I'm studying for a comprehensive exam in topology, and this is an old question from a few years ago:
Let $X$ be the topological space obtained by gluing together a Mobius band $B$ and a torus $T= S^1 \times S^1$ by identifying the boundary circle $C \subset B$ with the loop $C' = S^1 \times \{x_0\}$ inside $T$. Let $G = \pi_1(X)$.
- Describe $G$ in terms of generators and relations.
- Is $G$ abelian?
- Compute $H_1(X)$.
I'm unsure of how to see whether $G$ is abelian… Using Van Kampen's theorem (by taking open neighborhoods of $B, T, C$ which deformation retract onto each respective space), we see that $G = \pi_1(X) = \langle b, c : c^2 b = bc^2 \rangle$. My question is: how one can use this presentation of $G$ to deduce whether it is abelian?
I know that $H_1(X) \cong G^{ab}$ and I believe that I can, in theory, deduce what $H_1(X)$ is via an argument using Mayer-Vietoris… so, if $H_1(X)$ ends up equaling $G$ then I guess I could call it a day. However, all of the things I searched on justifying why a fundamental group is abelian involves some abstract nonsense that doesn't really make use of how it is defined by its generators and relations, so I feel like there should be a fairly easy way of deducing it from that. The only algebra I have under my belt is commensurate with my university's undergraduate algebra sequence, which is (allegedly) sufficient for these questions.
Any guidance would be greatly appreciated! Even if it is just a link to a reference for how to reconcile these ugly presentations with what the groups 'actually' are.
$n$ punctured torus with
Best Answer
To show that a group is not abelian, it suffices to find a nonabelian quotient, eg by adding relations. Now there are many obvious quotients of the group you found that are easily seen to be nonabelian, eg $\langle b, c : b^2 = c^2 = 1 \rangle \cong \mathbb{Z}/2 * \mathbb{Z}/2$ or $S_3$ by mapping $c$ to a transposition and $b$ to a $3$-cycle.

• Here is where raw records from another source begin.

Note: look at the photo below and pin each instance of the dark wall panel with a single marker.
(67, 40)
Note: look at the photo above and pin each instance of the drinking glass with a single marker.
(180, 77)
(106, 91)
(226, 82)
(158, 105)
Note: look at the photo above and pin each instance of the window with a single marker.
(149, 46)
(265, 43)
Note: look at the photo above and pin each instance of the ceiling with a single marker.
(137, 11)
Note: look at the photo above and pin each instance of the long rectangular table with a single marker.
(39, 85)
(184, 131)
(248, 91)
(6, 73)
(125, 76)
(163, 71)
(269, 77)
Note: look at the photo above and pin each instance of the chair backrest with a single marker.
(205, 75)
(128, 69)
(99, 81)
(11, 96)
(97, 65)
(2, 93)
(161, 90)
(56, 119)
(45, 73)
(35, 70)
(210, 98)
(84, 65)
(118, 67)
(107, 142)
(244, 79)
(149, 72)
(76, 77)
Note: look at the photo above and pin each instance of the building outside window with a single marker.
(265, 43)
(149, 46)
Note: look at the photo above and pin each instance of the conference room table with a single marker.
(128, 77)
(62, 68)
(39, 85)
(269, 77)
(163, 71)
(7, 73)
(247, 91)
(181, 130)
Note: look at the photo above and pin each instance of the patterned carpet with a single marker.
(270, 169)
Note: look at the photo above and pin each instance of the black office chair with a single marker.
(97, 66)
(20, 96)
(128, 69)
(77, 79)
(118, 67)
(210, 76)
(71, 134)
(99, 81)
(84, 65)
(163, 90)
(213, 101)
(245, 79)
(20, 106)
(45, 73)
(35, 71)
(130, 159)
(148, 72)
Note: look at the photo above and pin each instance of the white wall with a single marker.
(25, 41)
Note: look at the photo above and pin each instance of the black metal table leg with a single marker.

As @Ben mentions in the comments, to find the abelianization, it suffices to add relations making every pair of generators commute, and in this case it should be recognizable as $\mathbb{Z}^2$. Let $\langle S : R \rangle$ be a presentation of a group $G$ and let $R'$ be the union of $R$ with $[S, S]$, ie the set of commutators of pairs in $S$. Then $G' = \langle S : R' \rangle$ is an abelian quotient of $G$ and it is not hard to check that the kernel of the quotient map $G \to G'$ is $[G, G]$.